Hidenori Kusaka : Cela nous fait très bizarre, d’autant plus que ce n’est pas seulement la première fois pour monsieur Yamamoto et moi-même, mais aussi pour la société d’édition Shogakugan. D’habitude, ce n’est qu’une fois sortis en volumes reliés au Japon que les mangas sortent en France. Et là, au Japon, les chapitres de ces mangas ont été publiés dans des magazines, mais jamais en volumes reliés. J’espère que les fans français sont très contents de savoir cela. Les fans japonais, eux, sont très fâchés.
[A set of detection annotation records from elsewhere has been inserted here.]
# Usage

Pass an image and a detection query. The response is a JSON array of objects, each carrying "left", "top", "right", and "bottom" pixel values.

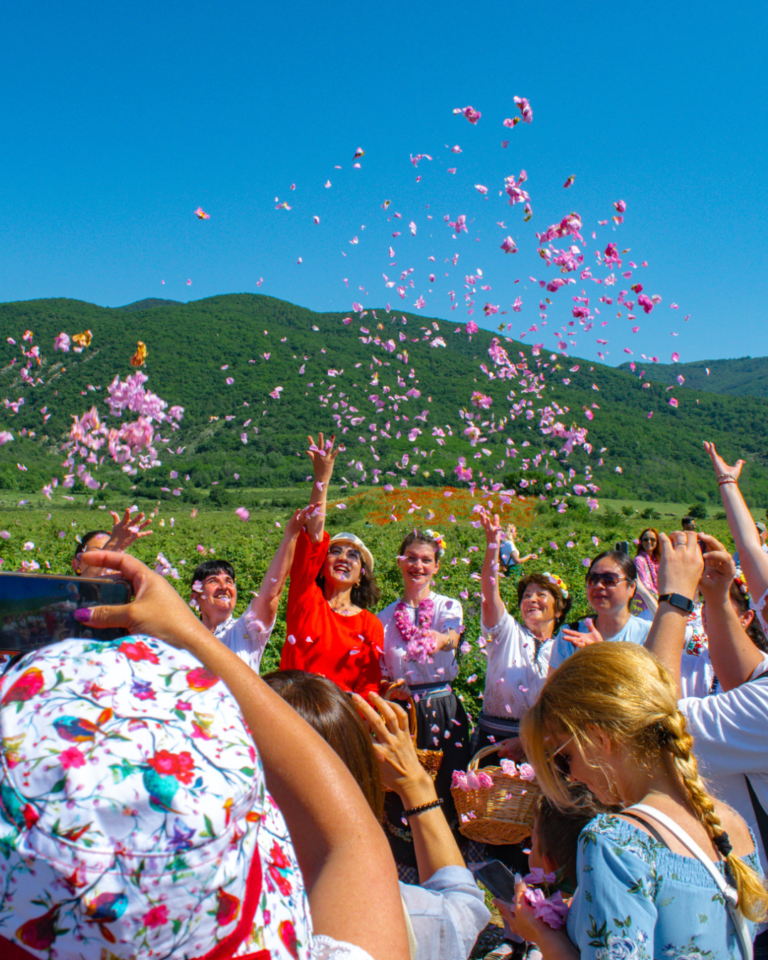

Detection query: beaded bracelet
[{"left": 403, "top": 799, "right": 443, "bottom": 817}]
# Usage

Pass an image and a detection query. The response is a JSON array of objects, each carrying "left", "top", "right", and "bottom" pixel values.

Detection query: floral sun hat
[{"left": 0, "top": 637, "right": 311, "bottom": 960}]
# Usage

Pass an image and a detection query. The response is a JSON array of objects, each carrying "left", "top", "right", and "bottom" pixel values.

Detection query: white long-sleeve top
[{"left": 678, "top": 655, "right": 768, "bottom": 872}]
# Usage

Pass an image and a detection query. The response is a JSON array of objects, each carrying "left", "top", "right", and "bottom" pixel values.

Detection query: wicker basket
[
  {"left": 451, "top": 744, "right": 541, "bottom": 844},
  {"left": 384, "top": 684, "right": 443, "bottom": 791}
]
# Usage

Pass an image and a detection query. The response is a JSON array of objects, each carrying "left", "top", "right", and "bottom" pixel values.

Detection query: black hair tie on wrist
[{"left": 714, "top": 831, "right": 733, "bottom": 859}]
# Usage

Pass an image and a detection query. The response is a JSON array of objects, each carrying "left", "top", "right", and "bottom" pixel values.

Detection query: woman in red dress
[{"left": 280, "top": 433, "right": 384, "bottom": 697}]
Satoshi Yamamoto : On a été invités en France pour faire ces dédicaces, et aujourd’hui encore je me suis fait engueuler sur Twitter par un lecteur japonais qui disait « mais pourquoi vous ne faites pas ça au Japon ? ».
Les auteurs en dédicace au salon du livre jeunesse
De par ce fonctionnement des sorties en avant-première en France, les couvertures sont colorisées par l’éditeur français. Que pensez-vous du travail réalisé ? Etes-vous content que ce soit quelqu’un d’autre que vous qui colorise ces illustrations ?
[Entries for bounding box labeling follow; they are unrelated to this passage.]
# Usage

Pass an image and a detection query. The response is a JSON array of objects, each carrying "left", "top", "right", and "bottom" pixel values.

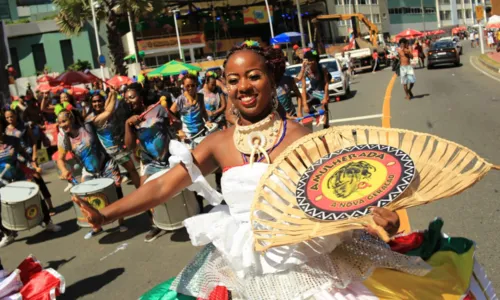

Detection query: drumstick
[
  {"left": 139, "top": 100, "right": 161, "bottom": 120},
  {"left": 0, "top": 164, "right": 10, "bottom": 185}
]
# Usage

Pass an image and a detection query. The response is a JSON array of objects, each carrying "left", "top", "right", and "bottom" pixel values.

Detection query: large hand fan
[{"left": 251, "top": 126, "right": 497, "bottom": 251}]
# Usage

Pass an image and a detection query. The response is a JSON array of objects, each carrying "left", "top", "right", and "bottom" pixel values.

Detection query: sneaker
[
  {"left": 45, "top": 221, "right": 61, "bottom": 232},
  {"left": 0, "top": 234, "right": 16, "bottom": 248},
  {"left": 83, "top": 229, "right": 102, "bottom": 240},
  {"left": 144, "top": 227, "right": 162, "bottom": 243}
]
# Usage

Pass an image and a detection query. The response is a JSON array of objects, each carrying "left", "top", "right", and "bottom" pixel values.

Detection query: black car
[{"left": 427, "top": 41, "right": 460, "bottom": 69}]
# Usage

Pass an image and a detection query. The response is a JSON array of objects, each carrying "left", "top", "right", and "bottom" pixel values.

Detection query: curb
[{"left": 477, "top": 54, "right": 500, "bottom": 73}]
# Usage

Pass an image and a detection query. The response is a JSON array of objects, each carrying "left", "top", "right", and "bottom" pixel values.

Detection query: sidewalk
[{"left": 478, "top": 52, "right": 500, "bottom": 73}]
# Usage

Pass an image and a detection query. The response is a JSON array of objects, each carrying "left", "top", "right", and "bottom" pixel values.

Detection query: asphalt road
[{"left": 0, "top": 45, "right": 500, "bottom": 299}]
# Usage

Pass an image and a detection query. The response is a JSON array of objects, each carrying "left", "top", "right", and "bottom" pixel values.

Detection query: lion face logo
[{"left": 327, "top": 161, "right": 377, "bottom": 198}]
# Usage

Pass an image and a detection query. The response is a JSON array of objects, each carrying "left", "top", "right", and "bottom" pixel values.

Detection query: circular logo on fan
[
  {"left": 24, "top": 204, "right": 39, "bottom": 220},
  {"left": 296, "top": 145, "right": 415, "bottom": 221},
  {"left": 85, "top": 193, "right": 108, "bottom": 210}
]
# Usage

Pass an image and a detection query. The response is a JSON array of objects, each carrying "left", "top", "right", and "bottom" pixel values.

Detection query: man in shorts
[
  {"left": 86, "top": 90, "right": 140, "bottom": 188},
  {"left": 398, "top": 38, "right": 416, "bottom": 100}
]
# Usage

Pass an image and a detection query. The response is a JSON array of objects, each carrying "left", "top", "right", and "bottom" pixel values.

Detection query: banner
[
  {"left": 137, "top": 33, "right": 205, "bottom": 51},
  {"left": 203, "top": 36, "right": 262, "bottom": 54},
  {"left": 243, "top": 5, "right": 273, "bottom": 25}
]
Satoshi Yamamoto : L’illustration du premier tome, c’est en fait mon assistante qui l’a colorisée. Le designer de Kurokawa, l’éditeur français, qui a colorisé les couvertures suivantes, a parfaitement respecté le style de colorisation que nous avons employé sur le premier tome. Bien que le manga sorte aussi aux Etats-Unis avant le Japon et qu’ils aient leurs propres couvertures, moi je préfère la façon dont la version française est colorisée. A chaque fois qu’il y a un nouveau tome, j’attends avec impatience de voir l’illustration colorisée. Quand j’ai reçu celle du tome 5 il y a quelques temps pour validation, elle était tellement belle que cela m’a surpris et j’en ai fait le fond d’écran de mon ordinateur. Je me dis que si c’était moi qui colorisais cette illustration, ce serait forcément moins bien donc je ne le ferai jamais.
L’ex-libris disponible pour les dédicaces en France
Reprenez-vous ces couvertures françaises pour les versions japonaises ?
Satoshi Yamamoto : Malheureusement, ma fierté d’auteur fait que je ne peux pas les réutiliser.
Hidenori Kusaka : Je me dis que, du coup, les lecteurs français auront encore plus l’impression d’être favorisés puisqu’ils ont des couvertures rien qu’à eux. Et on pourra dire aux fans japonais d’acheter les 2 versions ! (rires)
S’ils existaient dans le monde réel, quel Pokémon souhaiteriez-vous dresser, et pourquoi ?
Hidenori Kusaka : Celui que j’aimerais bien avoir à mes côtés, c’est Evoli, car il serait relaxant et agréable au quotidien. Mais je n’ai pas tellement envie de l’élever, j’ai seulement envie de caresser son pelage touffu.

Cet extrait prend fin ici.